Dergide yer alan “Milli Hedefler Doğrultusunda Yenilikçi Sistemlere İmza Atıyoruz” başlıklı yazıyı, takipçilerimize sunuyoruz:

“MİLLİ HEDEFLER DOĞRULTUSUNDA YENİLİKÇİ SİSTEMLERE İMZA ATIYORUZ”

Özellikle askeri deniz araçlarının tasarımı, modernizasyonu ve inşasında yaptıkları çalışmalarla tanınan Savunma Teknolojileri Mühendislik ve Ticaret AŞ (STM), bu alandaki gücünü siber güvenlik ve taktik mini İHA üretimine de taşıyor. Türk Donanması için önemli projeler üstlenen STM’nin İlk Milli Korvet Projesi kapsamında, Türk Deniz Kuvvetleri tarafından aktif bir şekilde kullanılan dört adet MiLGEM Ada Sınıfı Korvet’ininşasında imzası bulunuyor. STM, çok yakın bir zamanda ana yüklenicisi olduğu Test ve Eğitim Gemisi TCG UFUK (A-591)’u da teslim etmişti. Türk Tipi Hücumbot Projesi’nde de bu yıl ilk prototipin inşa edileceğini bilgisini veren STM Genel Müdürü Özgür Güleryüz, “Türkiye’nin ilk milli fırkateyni TCG İSTANBUL (F-515)’un ana yüklenicisi olarak gemiyi en az yüzde 75 yerlilik oranıyla 2023 yılında teslim etmek üzere çalışmalarımıza devam ediyoruz. Ayrıca Türk Donanmasının denizaltı modernizasyon ve inşa projelerinde önemli görevler üstleniyoruz” diyor.
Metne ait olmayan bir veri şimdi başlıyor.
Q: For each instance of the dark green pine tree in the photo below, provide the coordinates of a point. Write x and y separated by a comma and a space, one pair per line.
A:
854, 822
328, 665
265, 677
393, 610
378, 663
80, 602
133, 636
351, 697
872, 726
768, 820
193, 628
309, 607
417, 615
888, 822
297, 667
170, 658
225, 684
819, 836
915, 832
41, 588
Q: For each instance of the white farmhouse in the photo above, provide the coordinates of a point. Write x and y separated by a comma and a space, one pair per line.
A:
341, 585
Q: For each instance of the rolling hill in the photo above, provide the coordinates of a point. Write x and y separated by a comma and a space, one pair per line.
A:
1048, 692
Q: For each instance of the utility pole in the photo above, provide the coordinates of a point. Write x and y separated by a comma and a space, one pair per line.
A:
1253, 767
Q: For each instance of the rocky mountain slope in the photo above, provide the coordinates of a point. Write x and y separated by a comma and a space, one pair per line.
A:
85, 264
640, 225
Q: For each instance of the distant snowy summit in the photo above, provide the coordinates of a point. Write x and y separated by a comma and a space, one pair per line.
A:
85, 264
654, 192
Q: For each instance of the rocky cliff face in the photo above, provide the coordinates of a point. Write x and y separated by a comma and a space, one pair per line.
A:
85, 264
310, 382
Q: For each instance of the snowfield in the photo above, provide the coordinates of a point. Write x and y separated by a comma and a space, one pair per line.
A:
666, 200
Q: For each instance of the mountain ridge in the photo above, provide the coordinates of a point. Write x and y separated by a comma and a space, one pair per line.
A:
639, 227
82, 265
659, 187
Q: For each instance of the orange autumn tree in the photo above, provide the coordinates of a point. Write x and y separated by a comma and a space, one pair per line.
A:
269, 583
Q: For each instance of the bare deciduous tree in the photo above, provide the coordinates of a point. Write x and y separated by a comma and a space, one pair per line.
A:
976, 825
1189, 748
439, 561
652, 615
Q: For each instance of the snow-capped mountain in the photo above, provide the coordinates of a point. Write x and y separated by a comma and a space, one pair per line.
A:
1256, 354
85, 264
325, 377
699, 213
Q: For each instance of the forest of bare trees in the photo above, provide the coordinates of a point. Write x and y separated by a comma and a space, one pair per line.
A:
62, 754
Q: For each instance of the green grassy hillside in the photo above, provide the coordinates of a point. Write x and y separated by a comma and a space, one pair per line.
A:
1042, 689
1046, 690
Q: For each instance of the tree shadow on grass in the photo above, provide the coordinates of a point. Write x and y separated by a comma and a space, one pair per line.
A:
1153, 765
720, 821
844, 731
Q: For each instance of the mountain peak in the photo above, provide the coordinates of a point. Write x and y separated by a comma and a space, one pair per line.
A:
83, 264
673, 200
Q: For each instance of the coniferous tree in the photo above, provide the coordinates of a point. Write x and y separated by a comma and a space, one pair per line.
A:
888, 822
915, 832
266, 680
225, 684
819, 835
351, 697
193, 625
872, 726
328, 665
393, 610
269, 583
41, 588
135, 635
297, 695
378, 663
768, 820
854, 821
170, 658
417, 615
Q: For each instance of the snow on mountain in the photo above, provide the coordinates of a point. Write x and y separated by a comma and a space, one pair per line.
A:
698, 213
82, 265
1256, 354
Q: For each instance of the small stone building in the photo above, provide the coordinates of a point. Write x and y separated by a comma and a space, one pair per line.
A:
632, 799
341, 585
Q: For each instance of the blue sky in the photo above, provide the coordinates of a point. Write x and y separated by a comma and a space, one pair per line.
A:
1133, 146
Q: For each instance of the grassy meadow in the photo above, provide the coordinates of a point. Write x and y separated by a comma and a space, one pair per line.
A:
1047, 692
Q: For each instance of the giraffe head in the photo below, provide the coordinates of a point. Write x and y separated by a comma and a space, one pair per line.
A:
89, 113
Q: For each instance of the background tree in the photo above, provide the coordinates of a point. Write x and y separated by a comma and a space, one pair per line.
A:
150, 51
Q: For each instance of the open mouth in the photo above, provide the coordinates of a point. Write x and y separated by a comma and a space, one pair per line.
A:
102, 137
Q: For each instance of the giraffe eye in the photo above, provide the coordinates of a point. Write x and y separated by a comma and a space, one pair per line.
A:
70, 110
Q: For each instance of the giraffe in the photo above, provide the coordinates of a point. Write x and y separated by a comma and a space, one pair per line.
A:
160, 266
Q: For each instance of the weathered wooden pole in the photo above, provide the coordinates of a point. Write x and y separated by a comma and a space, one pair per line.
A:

Türkiye’nin savunma sanayiinde millileşme çabalarını nasıl değerlendiriyorsunuz ve STM olarak siz bu vizyonun neresinde yer alıyorsunuz?

Bugünün dünyasında artık ülkelerin savunma sanayiinde gücünü belirleyen en önemli kıstaslardan biri teknoloji. Türkiye’de sektörümüzde, son yıllarda yerli çözümler ve milli teknolojiler geliştirilmesine yönelik süren tüm çalışmalar ise, T.C. Cumhurbaşkanlığı Savunma Sanayii Başkanlığı (SSB) öncülüğünde sürdürülüp destekleniyor. Bu çatı himayeyle savunma sanayiinde nihai hedef ise, ülkemizin savunma sanayii ihtiyaçlarında kendine yeten ve tamamen bağımsız bir ülke olması. Biz de dahil, sektörde faaliyet gösteren tüm şirketlerin gösterdiği bu kolektif çaba, ülkemizin bu alanda elde ettiği başarıların gün geçtikçe artmasını ve savunma sanayiinde ürün ve çözümlerin yerlilik oranlarının giderek yükselmesini sağlıyor.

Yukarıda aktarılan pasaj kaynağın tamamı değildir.